In any case, in my final application, I plan to use the above method to find the arc length of a function. If someone has experience in this area, please advise me on the best policy for doing this in Python.
Edit
Note
I already have the first differential values at all points in the range stored in an array.
Current error is tolerable.
End note
I have read Wikipaedia on this. As Dimitry has pointed out, I will be integrating sqrt(1+diff(f(x), x)^2) to get the Arc Length. What I wanted to ask was - is there a better approximation/ Best practice(?) / faster way to do this. If more context is needed, I'll post it separately/ post context here, as you wish.
The quad function is a function from an old Fortran library. It works by judging by the flatness and slope of the function it is integrating how to treat the step size it uses for numerical integration in order to maximize efficiency. What this means is that you may get slightly different answers from one region to the next even if they're analytically the same.
Without a doubt both integrations should return zero. Returning something that is 1/(10 trillion) is pretty close to zero! The slight differences are due to the way quad is rolling over sin and changing its step sizes. For your planned task, quad will be all you need.
EDIT:
For what you're doing I think quad is fine. It is fast and pretty accurate. My final statement is use it with confidence unless you find something that really has gone quite awry. If it doesn't return a nonsensical answer then it is probably working just fine. No worries.
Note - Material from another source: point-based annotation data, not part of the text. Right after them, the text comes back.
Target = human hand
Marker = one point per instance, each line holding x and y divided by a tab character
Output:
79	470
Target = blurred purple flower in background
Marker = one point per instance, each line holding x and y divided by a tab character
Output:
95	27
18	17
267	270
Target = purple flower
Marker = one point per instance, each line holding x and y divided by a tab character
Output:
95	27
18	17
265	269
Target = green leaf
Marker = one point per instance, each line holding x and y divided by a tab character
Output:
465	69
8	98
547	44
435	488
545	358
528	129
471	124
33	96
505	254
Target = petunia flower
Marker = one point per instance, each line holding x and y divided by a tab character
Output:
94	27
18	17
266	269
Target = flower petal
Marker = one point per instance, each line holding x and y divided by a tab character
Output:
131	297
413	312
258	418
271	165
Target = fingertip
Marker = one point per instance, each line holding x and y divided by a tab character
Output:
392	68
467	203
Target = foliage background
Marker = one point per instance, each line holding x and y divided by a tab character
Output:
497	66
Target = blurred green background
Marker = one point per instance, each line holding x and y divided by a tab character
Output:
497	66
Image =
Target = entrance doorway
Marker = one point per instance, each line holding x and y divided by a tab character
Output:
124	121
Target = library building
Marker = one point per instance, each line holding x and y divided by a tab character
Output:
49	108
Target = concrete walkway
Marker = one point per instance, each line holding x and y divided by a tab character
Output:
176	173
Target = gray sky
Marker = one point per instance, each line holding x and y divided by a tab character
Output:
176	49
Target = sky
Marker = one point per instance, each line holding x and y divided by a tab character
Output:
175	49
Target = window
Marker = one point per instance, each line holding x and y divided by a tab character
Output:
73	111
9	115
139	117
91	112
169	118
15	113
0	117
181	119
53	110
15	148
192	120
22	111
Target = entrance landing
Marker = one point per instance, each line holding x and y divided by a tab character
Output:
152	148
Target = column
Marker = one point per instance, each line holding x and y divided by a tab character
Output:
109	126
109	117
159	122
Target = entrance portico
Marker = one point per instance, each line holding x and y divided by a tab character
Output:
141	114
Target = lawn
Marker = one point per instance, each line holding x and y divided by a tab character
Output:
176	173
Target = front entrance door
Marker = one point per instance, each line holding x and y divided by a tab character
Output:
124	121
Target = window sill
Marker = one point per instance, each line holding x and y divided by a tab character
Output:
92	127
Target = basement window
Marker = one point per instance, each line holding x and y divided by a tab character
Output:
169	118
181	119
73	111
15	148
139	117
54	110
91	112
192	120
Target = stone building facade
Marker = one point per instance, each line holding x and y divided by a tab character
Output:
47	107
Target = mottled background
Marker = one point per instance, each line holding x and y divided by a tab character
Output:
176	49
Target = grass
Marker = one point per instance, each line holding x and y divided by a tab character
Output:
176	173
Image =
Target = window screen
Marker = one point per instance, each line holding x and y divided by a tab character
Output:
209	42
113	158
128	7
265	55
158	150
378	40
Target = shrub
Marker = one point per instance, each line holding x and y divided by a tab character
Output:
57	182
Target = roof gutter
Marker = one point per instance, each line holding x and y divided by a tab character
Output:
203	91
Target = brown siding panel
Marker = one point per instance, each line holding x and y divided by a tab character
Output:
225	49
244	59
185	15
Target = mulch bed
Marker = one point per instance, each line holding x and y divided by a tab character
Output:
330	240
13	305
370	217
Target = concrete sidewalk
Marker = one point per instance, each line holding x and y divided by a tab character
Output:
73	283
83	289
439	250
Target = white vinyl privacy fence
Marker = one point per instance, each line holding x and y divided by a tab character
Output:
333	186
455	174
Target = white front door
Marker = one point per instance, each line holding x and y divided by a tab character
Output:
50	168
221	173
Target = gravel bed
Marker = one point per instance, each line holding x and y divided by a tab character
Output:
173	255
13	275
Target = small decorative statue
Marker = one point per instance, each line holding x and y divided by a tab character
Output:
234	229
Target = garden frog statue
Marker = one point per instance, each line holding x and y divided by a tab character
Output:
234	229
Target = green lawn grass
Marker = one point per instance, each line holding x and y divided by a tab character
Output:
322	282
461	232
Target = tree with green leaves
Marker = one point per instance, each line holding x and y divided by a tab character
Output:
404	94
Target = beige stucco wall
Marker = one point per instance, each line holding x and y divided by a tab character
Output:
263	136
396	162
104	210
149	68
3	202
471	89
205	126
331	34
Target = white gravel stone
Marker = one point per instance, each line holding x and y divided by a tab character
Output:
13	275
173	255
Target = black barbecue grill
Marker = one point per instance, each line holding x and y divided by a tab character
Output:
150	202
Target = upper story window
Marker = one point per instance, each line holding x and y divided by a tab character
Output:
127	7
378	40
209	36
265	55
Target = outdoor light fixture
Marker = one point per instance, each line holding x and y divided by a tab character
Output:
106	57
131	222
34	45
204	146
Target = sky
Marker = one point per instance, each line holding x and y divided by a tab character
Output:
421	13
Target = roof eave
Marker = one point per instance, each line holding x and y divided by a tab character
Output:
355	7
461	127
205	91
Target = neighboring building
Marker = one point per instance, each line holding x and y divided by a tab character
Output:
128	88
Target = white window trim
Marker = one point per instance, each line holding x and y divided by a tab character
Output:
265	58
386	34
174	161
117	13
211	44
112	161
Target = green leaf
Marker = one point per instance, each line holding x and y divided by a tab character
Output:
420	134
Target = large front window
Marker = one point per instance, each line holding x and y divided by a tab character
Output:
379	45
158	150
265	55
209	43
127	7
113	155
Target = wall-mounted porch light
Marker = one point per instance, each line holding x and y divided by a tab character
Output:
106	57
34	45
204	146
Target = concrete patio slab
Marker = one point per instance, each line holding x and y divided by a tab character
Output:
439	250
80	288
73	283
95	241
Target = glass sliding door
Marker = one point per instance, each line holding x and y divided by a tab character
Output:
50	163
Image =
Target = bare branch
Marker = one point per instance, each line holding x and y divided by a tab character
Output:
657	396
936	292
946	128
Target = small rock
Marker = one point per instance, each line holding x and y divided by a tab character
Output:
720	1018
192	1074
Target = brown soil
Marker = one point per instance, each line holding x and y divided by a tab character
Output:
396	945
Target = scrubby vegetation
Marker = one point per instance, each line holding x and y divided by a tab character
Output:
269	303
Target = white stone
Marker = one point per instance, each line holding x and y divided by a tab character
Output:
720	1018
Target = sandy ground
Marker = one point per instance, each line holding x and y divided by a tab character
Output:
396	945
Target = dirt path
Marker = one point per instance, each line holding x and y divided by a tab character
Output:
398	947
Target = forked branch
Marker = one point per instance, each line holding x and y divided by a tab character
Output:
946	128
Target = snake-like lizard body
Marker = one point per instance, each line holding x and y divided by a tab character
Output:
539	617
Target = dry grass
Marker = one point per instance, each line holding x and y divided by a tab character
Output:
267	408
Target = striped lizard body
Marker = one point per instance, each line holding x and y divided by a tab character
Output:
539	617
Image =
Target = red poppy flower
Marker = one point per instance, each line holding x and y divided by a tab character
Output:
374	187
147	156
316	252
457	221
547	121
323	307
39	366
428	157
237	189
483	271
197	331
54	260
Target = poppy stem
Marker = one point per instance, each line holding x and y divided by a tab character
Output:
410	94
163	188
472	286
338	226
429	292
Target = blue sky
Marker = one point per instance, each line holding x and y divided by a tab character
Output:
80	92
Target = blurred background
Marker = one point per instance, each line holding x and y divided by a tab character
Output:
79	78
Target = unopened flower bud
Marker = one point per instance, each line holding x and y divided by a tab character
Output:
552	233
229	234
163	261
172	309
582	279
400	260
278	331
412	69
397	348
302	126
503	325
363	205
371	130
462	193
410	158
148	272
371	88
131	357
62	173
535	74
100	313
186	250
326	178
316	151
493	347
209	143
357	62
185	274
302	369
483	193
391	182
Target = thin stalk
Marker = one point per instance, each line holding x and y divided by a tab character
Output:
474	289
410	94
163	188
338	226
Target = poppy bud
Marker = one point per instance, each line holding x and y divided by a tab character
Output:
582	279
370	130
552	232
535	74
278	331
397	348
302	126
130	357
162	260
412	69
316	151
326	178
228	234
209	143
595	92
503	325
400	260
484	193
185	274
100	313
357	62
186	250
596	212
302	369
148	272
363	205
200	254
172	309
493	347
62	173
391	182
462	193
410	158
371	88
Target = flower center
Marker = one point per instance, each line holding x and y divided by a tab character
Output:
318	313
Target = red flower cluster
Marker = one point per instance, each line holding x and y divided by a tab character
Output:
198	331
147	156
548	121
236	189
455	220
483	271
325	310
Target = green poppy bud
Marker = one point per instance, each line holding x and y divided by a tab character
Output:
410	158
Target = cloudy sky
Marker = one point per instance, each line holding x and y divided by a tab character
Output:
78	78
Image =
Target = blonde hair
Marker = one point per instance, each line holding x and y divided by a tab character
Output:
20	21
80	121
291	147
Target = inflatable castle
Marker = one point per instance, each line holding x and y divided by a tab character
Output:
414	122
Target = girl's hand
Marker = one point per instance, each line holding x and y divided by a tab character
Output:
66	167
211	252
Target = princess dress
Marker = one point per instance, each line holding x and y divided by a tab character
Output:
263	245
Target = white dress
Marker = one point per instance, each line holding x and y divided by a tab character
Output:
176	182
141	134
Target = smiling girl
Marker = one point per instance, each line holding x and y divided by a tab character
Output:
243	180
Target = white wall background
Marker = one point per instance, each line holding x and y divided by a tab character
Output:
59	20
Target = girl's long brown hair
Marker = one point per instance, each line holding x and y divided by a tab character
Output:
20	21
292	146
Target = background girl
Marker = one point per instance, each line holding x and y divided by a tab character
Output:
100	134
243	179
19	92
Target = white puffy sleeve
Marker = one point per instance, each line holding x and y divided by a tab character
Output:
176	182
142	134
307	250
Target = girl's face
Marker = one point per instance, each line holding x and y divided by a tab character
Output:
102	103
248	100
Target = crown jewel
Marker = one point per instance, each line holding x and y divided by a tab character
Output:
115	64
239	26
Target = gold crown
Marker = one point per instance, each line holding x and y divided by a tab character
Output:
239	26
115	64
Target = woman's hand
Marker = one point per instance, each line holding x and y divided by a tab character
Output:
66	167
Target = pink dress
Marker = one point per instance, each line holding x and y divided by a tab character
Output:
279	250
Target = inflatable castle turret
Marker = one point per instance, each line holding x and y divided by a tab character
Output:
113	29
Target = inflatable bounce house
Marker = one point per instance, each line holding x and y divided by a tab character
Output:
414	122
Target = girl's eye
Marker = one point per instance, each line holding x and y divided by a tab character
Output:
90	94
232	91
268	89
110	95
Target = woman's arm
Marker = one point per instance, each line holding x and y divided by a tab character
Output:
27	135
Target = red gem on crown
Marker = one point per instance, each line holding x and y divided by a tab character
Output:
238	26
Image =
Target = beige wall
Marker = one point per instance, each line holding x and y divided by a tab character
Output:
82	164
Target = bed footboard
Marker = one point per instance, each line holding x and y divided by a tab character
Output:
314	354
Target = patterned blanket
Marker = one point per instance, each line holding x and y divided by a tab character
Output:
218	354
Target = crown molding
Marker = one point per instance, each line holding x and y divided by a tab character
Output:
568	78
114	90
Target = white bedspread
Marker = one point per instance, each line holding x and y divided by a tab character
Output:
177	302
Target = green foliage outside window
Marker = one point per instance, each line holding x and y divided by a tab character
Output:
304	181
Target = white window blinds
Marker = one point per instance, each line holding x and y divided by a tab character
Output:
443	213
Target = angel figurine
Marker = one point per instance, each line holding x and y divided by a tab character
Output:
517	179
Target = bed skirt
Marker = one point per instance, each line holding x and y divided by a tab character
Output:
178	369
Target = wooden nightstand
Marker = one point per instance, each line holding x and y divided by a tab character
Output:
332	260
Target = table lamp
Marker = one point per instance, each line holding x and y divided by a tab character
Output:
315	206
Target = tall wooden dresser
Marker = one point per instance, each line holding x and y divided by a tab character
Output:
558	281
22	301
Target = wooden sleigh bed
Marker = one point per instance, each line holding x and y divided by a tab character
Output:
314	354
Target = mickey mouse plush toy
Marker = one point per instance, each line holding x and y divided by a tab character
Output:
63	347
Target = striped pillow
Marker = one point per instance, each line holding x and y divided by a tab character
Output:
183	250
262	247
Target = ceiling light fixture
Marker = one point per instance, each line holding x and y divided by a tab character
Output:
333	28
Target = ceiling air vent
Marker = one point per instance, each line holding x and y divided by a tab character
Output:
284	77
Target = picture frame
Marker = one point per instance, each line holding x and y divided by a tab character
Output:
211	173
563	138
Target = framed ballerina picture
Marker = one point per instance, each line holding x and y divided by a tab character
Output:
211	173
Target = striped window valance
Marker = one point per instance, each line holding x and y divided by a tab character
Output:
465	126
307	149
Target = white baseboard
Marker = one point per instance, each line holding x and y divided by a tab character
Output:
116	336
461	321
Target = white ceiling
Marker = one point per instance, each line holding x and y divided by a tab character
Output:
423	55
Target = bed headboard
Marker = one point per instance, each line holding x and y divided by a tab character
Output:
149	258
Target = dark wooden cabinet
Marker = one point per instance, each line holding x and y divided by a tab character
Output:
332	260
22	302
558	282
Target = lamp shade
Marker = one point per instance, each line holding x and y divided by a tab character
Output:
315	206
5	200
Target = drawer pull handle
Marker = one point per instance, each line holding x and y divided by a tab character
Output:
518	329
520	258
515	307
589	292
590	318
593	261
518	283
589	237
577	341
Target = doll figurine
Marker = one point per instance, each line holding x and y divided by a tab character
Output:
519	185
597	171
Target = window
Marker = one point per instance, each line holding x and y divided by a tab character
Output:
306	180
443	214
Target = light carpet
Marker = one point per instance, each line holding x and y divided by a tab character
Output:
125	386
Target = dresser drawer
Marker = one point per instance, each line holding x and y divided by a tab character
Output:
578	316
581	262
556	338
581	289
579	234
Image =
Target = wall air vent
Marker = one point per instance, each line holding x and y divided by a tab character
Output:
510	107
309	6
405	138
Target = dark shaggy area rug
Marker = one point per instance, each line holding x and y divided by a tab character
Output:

I think it is probably machine precision since both answers are effectively zero.
If you want an answer from the horse's mouth I would post this question on the scipy discussion board
I would say that a number O(10^-14) is effectively zero. What's your tolerance?
It might be that the algorithm underlying quad isn't the best. You might try another method for integration and see if that improves things. A 5th order Runge-Kutta can be a very nice general purpose technique.
It could be just the nature of floating point numbers: "What Every Computer Scientist Should Know About Floating Point Arithmetic".
This output seems correct to me since you have absolute error estimate here. The integral value of sin(x) is indeed should have value of zero for full period (any interval of 2*pi length) in both ordinary and numeric integration and your results is close to that value.
To evaluate arc length you should calculate integral for sqrt(1+diff(f(x), x)^2) function, where diff(f(x), x) is derivative of f(x). See also Arc length
0.0 == 2.3e-16 (absolute error tolerance 4.4e-14)
Both answers are the same and correct i.e., zero within the given tolerance.
The difference comes from the fact that sin(x)=-sin(-x) exactly even in finite precision. Whereas finite precision only gives sin(x)~sin(x+2*pi) approximately. Sure it would be nice if quad were smart enough to figure this out, but it really has no way of knowing apriori that the integral over the two intervals you give are equivalent or that the the first is a better result.